Tag: Mark Greaney
My rating: 4 of 5 stars
‘On Target’ is a terrific adventure. So many books have a formalized plot. I charged into this book thinking I would travel a somewhat similar trail. Author Greaney takes his hero and hurls him into one mess after the other. Soon the original mission of the hero transforms into various levels of excitement and viewpoints and the ending becomes mysterious at each page turn.
The writing is very good. The characters are very well described and explained.
When the girl character appeared, I figured she was dropped in as love interest. She’s more than that. Though, she could have just as well be a boy. In that sense the woman character felt forced.
The other issue is my typical cry of a contemporary novel that could have had 50 less pages or so. It helps that Greaney has a compelling story to better carry the reader through extraneous text.
Bottom line: I recommend this book. 8 of 10 points.
‘Black Site’ strives to cover every aspect of the military mission(s) that the main character endeavors upon and does so impressively. Seems little there is left out, despite the knowledge that not all can be revealed without veering into the reality of American military operations that the author claims to know. Despite the complexity of all that happens int the book, it is written in a clear fashion making so much easier to digest.
This is still another entry in the overflowing literary area of espionage by former military-turned authors. This one is much like the others, especially the recent variety that deal with middle east issues. In fact, the writing is much like many of them.Possible too many of them. Turns out Mark Greaney was involved with writing this. Greaney is also writing his own series along with continuing Clancy’s Jack Ryan series. Is Greaney also writing this series? It’s known that Dalton Fury is a pen name and this book reminds me of Greaney’s The Gray Man.

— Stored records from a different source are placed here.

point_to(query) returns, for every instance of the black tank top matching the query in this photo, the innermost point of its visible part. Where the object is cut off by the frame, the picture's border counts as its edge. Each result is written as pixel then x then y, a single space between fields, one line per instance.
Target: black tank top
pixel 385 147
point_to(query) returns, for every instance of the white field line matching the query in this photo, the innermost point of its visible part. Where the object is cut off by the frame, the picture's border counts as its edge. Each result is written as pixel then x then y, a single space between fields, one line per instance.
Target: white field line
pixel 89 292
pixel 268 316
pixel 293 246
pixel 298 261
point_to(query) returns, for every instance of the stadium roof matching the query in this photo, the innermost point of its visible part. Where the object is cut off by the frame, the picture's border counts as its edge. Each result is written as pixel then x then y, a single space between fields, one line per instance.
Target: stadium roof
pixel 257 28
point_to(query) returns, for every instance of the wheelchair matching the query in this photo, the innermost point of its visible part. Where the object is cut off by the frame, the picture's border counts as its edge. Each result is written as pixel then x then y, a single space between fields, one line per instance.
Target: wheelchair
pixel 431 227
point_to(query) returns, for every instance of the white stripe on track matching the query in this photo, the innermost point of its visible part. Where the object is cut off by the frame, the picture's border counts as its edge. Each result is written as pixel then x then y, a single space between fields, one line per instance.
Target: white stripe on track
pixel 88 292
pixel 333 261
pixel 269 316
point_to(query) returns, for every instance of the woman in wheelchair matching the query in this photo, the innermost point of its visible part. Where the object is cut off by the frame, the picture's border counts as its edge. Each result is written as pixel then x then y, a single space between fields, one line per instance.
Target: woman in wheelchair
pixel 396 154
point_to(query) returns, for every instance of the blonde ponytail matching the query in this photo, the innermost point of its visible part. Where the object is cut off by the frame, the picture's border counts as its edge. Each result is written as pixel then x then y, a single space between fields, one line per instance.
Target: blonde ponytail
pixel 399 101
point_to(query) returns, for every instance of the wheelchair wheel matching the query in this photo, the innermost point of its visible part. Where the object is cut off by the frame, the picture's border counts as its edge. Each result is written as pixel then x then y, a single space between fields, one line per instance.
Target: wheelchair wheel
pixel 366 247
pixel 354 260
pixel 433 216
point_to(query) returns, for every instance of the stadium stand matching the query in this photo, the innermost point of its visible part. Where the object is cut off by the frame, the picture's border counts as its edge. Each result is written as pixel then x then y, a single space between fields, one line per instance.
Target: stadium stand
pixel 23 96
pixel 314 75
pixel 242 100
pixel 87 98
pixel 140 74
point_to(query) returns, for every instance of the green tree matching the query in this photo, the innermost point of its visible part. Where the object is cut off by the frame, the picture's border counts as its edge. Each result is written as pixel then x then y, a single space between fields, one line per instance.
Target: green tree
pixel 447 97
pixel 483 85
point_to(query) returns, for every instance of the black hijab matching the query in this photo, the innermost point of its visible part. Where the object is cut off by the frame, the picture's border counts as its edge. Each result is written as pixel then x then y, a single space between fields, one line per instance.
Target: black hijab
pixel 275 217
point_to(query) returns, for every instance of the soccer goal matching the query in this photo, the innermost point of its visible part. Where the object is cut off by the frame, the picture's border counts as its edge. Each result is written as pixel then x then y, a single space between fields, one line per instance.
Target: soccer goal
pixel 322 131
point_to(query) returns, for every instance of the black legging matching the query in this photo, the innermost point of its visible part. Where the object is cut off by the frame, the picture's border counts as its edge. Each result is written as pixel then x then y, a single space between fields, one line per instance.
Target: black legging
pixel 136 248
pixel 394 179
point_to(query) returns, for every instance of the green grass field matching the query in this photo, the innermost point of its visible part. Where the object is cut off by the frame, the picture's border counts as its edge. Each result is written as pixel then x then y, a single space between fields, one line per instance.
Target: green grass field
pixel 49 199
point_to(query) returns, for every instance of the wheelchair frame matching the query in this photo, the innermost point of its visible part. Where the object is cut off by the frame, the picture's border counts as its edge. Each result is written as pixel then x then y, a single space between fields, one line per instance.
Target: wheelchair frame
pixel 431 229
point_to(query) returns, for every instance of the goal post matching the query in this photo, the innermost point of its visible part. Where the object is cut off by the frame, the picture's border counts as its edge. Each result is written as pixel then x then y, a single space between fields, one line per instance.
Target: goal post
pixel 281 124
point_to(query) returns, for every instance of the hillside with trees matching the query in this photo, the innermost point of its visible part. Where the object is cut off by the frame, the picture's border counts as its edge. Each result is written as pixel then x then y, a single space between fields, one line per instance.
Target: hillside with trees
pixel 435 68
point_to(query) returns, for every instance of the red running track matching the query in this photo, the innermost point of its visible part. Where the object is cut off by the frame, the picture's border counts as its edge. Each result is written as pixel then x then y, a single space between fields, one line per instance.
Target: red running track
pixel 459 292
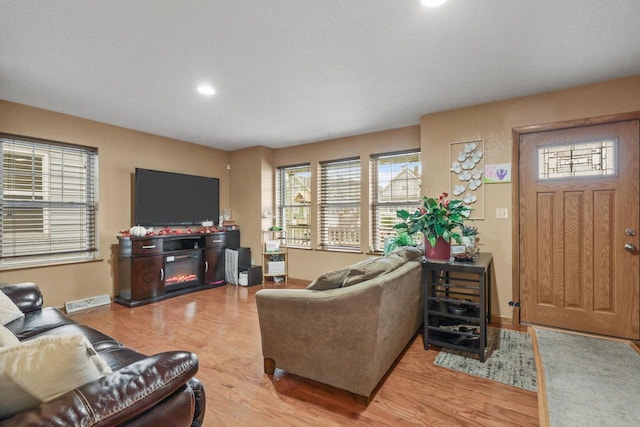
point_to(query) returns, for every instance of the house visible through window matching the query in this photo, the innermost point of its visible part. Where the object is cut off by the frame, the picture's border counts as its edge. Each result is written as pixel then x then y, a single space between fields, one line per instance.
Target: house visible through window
pixel 48 199
pixel 293 200
pixel 395 184
pixel 339 205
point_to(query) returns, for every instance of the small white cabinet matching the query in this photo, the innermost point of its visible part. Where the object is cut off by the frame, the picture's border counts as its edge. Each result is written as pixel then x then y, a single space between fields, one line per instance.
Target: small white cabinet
pixel 274 256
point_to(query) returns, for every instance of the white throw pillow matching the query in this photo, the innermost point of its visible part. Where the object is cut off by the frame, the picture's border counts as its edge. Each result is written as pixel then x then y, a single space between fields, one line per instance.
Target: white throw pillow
pixel 41 369
pixel 7 339
pixel 8 310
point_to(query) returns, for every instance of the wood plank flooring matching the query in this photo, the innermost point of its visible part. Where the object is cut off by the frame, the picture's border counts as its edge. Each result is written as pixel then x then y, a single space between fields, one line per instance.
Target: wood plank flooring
pixel 221 326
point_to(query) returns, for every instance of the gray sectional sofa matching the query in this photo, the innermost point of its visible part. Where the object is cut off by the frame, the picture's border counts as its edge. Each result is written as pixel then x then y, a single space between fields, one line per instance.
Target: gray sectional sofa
pixel 348 327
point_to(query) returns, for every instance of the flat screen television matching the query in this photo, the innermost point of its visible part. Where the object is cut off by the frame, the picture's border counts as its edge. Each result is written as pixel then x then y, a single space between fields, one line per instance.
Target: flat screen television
pixel 167 198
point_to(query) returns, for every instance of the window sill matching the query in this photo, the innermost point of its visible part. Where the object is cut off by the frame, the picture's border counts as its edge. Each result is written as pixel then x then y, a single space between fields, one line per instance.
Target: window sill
pixel 344 251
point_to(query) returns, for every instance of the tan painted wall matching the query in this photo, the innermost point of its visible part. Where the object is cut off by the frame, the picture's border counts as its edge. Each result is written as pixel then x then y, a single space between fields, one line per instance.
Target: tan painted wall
pixel 251 193
pixel 308 264
pixel 494 123
pixel 120 152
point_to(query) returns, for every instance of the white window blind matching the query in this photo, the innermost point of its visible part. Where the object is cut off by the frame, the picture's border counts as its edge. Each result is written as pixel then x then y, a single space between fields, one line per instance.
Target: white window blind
pixel 395 184
pixel 48 201
pixel 340 205
pixel 293 200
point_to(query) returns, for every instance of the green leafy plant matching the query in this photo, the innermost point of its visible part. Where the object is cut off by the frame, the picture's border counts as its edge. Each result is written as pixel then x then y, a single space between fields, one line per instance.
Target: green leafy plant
pixel 435 218
pixel 402 239
pixel 469 230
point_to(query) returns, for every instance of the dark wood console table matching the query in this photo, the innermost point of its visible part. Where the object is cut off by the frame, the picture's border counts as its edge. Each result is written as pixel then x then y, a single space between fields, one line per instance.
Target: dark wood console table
pixel 457 304
pixel 153 268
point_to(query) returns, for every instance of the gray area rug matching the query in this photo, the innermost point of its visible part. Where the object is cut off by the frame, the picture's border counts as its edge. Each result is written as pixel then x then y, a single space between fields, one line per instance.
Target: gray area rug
pixel 589 381
pixel 510 359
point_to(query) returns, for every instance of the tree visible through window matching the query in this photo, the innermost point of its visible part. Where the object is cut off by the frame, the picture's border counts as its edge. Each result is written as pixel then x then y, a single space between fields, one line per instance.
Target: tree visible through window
pixel 395 184
pixel 293 200
pixel 340 205
pixel 48 202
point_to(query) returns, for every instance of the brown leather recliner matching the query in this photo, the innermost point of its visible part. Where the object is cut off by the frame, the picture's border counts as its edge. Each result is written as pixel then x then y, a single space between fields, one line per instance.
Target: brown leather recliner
pixel 141 391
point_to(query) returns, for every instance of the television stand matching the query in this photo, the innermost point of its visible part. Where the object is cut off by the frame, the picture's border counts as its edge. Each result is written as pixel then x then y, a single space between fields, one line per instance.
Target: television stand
pixel 154 268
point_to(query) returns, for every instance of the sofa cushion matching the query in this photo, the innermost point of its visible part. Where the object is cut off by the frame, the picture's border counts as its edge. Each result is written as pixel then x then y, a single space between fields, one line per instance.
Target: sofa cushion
pixel 330 280
pixel 408 253
pixel 37 322
pixel 8 310
pixel 368 269
pixel 374 267
pixel 7 338
pixel 44 368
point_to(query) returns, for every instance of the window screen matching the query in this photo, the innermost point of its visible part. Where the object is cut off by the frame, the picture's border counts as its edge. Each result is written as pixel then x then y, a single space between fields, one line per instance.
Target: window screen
pixel 340 205
pixel 395 184
pixel 293 200
pixel 48 199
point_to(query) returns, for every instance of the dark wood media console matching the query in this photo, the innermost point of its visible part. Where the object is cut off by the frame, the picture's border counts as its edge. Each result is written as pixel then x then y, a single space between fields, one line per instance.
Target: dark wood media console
pixel 153 268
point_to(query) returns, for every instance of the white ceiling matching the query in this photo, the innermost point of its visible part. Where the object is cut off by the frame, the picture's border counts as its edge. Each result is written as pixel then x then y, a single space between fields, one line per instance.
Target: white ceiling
pixel 294 71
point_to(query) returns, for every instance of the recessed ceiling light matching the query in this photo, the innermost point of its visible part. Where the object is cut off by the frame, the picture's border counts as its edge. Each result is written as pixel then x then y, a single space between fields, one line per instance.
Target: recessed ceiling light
pixel 433 3
pixel 206 89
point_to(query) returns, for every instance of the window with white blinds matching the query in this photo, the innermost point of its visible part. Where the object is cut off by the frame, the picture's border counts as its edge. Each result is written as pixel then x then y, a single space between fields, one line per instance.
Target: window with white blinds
pixel 339 205
pixel 293 201
pixel 395 184
pixel 48 202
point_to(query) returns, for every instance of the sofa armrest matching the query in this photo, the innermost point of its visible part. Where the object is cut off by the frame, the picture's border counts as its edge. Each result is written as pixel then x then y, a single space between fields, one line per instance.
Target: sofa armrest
pixel 26 296
pixel 118 397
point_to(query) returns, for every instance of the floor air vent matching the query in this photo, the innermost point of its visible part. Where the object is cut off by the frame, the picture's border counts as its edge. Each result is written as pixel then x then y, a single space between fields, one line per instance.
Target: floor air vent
pixel 83 304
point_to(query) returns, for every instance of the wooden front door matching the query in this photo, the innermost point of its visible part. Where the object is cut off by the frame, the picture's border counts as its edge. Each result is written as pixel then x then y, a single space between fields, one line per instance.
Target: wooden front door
pixel 579 226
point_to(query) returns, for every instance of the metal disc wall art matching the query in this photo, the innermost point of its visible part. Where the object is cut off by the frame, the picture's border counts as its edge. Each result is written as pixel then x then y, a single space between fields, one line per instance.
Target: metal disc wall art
pixel 466 170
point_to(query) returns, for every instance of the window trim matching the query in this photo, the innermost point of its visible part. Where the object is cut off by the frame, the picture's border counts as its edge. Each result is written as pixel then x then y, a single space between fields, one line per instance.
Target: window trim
pixel 375 205
pixel 323 206
pixel 16 254
pixel 280 195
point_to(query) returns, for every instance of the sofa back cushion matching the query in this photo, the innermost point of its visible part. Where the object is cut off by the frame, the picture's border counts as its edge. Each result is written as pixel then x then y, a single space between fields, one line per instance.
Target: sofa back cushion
pixel 374 267
pixel 7 338
pixel 41 369
pixel 330 280
pixel 8 310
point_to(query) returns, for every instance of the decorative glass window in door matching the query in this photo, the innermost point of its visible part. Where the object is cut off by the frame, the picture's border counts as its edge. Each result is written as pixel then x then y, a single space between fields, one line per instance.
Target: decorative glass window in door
pixel 584 159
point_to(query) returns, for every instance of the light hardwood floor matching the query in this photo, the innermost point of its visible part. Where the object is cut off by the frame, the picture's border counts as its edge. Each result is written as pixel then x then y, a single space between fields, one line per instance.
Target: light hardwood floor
pixel 221 326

However, ‘Black Site’ reminds me of many of the other new espionage novels being spit out today. All written well and full of action. I’m not finding a real writing style in the majority of these books. So many read as if all were written by the same person. If not for different publishers, I’d wonder if this genre wasn’t the opposite of the William Johnstone Clan set of books all being handled by ghost writers. In this case are many being handle by a few writers using different names and lots of assistants? I’ll stop these ponderings.
Despite all the above, this is a very good book, though it also lacks style. Very readable, exciting and well worth the expense.
Bottom line: I recommend this book.
My rating: 3 of 5 stars
‘The Gray Man’ by Mark Mark Greaney is very well written, though the plotting leaves a lot to be desired. It’s basically a chase book. I found it like a Matthew Reilly book, but better written.
The hero is well defined as are many of the supporting characters. I wish there was more about the bad guys. I kept expecting a bit more of a plot to be revealed as reasoning for keeping them loosely drawn. Locations are very well written. The author has an opening acknowledgement pages telling of his travels to help make locations read as real. The main plot has many holes in it as a big business seems to have about anything it wants with a couple phone calls. Even in big business there is bureaucracy and the easy summons of whatever from around the world is a bit much.
A big plus is how well author Greaney gets his hero hurt along the way. It’s hard not to wince at parts where the hero gets injured. The hero is not invulnerable. A chunk of the book has an aside through the eyes of one of the characters who has a sibling. I found it interesting that the way this is handled had me wonder if the other sibling was imaginary as each is treated autonomously.
One thing kept crossing my mind as I read: This book would have been better set in the American west in the 1800s. Nevertheless, it is a thriller, fun and worth reading if you like lots of action and a very good chase.